Pontedera, zero tesserati a cinque giorni dal ritiro – Il ritorno di Giovannini e le tre condizioni per evitare la catastrofe granata
Incontro urgente in Comune alla presenza del sindaco: escluso il presidente Nikitiuk dalla chiacchierata
PONTEDERA. Serve un mezzo miracolo. Non per vincere. Intanto, semplicemente, per giocare. A di là dei progetti sbandierati- e mai spiegati davvero – dal presidente Gustavo Nikitiuk in una conferenza stampa surreale. Perché a meno di una settimana dall’inizio del ritiro – fissata per il 20 di luglio – i granata non hanno ancora tesserato alcun calciatore. E ora ci si aggrappa al ritorno di Paolo Giovannini – in qualità di direttore generale – per salvare la stagione pronta a partire (a fine agosto c’è la prima partita ufficiale, in Coppa – ed evitare il disastro che, di questo passo, appare inevitabile. Perché ora l’importante non è avere grandi ambizioni, ma sopravvivere. Non è tempo per palati raffinati e filosofie, ora serve “ciccia”. Altro che calcio gourmet, il Pontedera ad oggi non ha nemmeno una squadra da mettere in campo.
Le dichiarazioni di Simone Quintieri
Nella famigerata conferenza stampa del 7 luglio fa il direttore sportivo Simone Quintieri aveva dichiarato che la squadra era praticamente fatta, mancava soltanto alcuni tasselli. Alla luce dei fatti non c’è nessuna ufficialità di elementi a disposizione di mister Giuseppe Mascara, che come lui stesso ha spiegato arriverà a Pontedera solo la sera prima dell’inizio degli allenamenti. Una situazione mai avvenuta a queste latitudini.
Effetti della retrocessione
Con la retrocessione in Serie D, come noto il club perde la proprietà su tutti i giocatori: cambia lo status di essi da professionisti a dilettanti. Oltre a questo non c’è da dimenticare il budget davvero risicato di 190mila euro, che sicuramente non facilita le operazioni di mercato. Cifre davvero irrisorie per chi pensa di affrontare un campionato di serie D.

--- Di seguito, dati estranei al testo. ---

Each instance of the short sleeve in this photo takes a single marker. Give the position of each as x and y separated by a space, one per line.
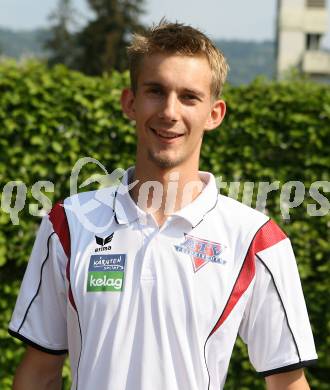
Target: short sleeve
39 317
275 325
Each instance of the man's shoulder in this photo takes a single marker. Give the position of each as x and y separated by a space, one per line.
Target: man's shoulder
239 213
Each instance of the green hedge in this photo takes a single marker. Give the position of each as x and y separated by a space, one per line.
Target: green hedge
273 132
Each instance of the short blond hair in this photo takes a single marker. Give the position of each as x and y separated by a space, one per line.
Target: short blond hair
177 38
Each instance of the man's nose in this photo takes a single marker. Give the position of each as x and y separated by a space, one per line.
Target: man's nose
170 109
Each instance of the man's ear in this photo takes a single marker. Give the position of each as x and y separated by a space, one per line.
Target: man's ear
127 101
216 115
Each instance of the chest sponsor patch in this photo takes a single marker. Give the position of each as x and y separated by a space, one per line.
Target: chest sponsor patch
106 272
201 251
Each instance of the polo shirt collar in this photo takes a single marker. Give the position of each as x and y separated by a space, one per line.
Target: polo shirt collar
195 211
126 210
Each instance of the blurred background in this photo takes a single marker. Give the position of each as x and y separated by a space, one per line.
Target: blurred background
258 37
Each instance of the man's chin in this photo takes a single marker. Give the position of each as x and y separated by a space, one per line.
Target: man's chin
164 162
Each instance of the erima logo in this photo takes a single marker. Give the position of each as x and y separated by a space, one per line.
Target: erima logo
102 242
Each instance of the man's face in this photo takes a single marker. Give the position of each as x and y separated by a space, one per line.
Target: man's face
172 107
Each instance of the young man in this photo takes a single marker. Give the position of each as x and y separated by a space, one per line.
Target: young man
157 299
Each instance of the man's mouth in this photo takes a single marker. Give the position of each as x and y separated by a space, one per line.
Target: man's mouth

Il possibile ritorno di Paolo Giovannini
In città si parla con insistenza di un suggestivo ritorno di Paolo Giovannini, il quale è stato chiamato dall’amministrazione comunale per dare un apporto di esperienza e affidabilità ad un progetto finora lacunoso di Sportheca. Nella mattina di mercoledì 15 luglio – alle 12 – l’ex direttore generale del Pontedera si presenterà in comune per incontrare negli uffici di palazzo Stefanelli la proprietà – rappresentata da Beto Rappa Santos, perché Nikitiuk è stato escluso dal confronto – alla presenza del primo cittadino Matteo Franconi.
Le condizioni poste da Giovannini
Giovannini ha mostrato la sua disponibilità a tornare ma ha posto delle condizioni poco negoziabili. A partire da una totale libertà di scelte a livello della programmazione, supporto dell’amministrazione comunale che lo ha chiamato e infine non vuole interferenze per quanto concerne le decisioni sull’area tecnica. Quindi confronto con l’attuale direttore sportivo Simone Quintieri, ma l’ultima parola deve essere la sua.

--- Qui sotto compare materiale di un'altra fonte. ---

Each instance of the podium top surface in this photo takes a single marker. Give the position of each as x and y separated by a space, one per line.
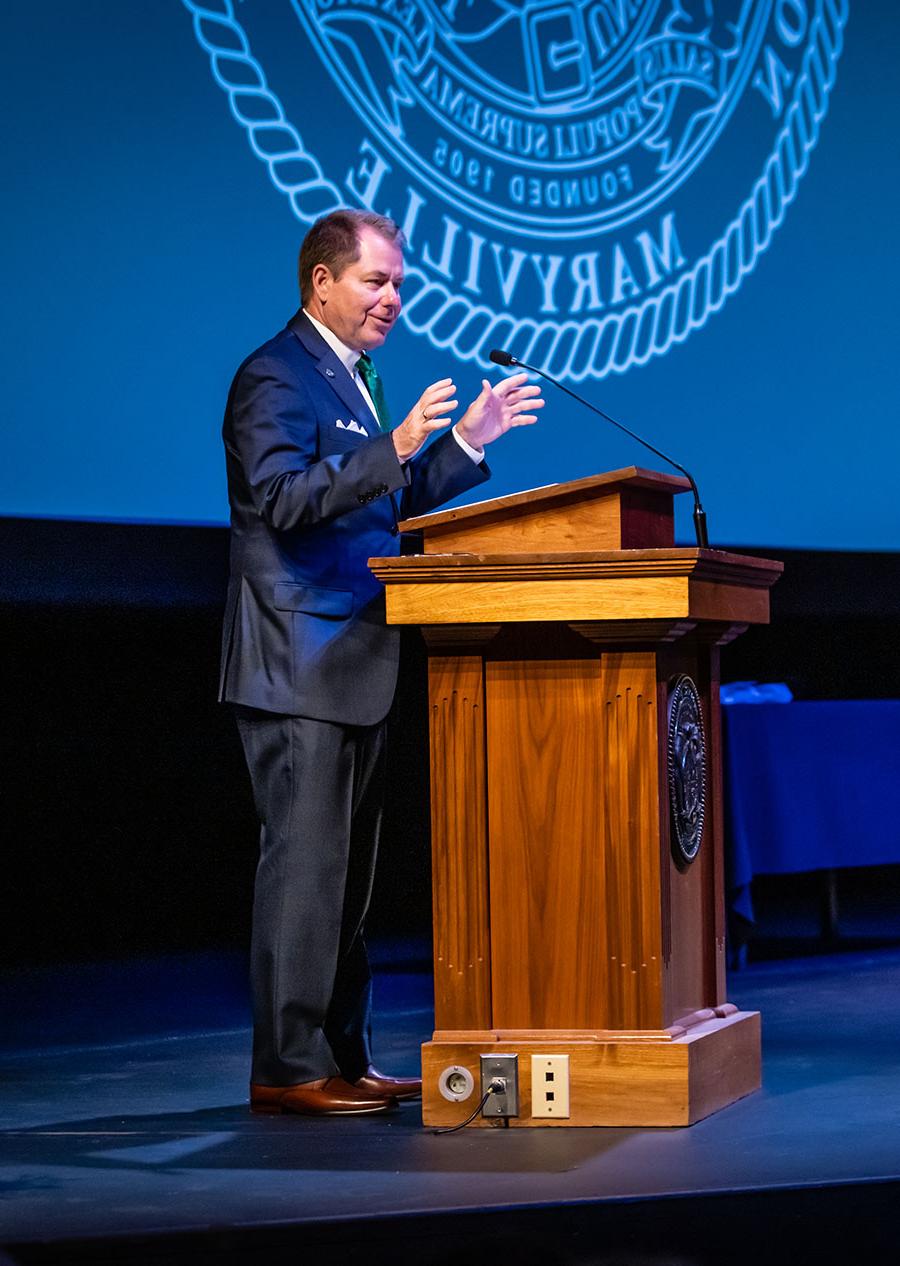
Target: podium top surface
552 494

Summit decisivo e tempi stretti
Sarà dunque un summit decisivo anche perché il tempo è tiranno per il Pontedera che si è trovato a metà luglio in grave ritardo rispetto alle altre squadre impegnate nel torneo di serie D. La città vive inevitabilmente con il fiato sospeso questa importante trattativa conscio dell’importanza del dirigente, in grado di cambiare lo stato delle cose.
Speranze e rischi per la nuova stagione
Con Giovannini al timone alle sue condizioni può tornare la speranza di allestire una squadra di poter dire la sua nel campionato, altrimenti il rischio di vivere una stagione simile a quella dello scorso anno è concreto. I nomi, il budget e il casting dei giovani sono tutti fattori che hanno portato ad un clima di forte pessimismo nella città della Vespa.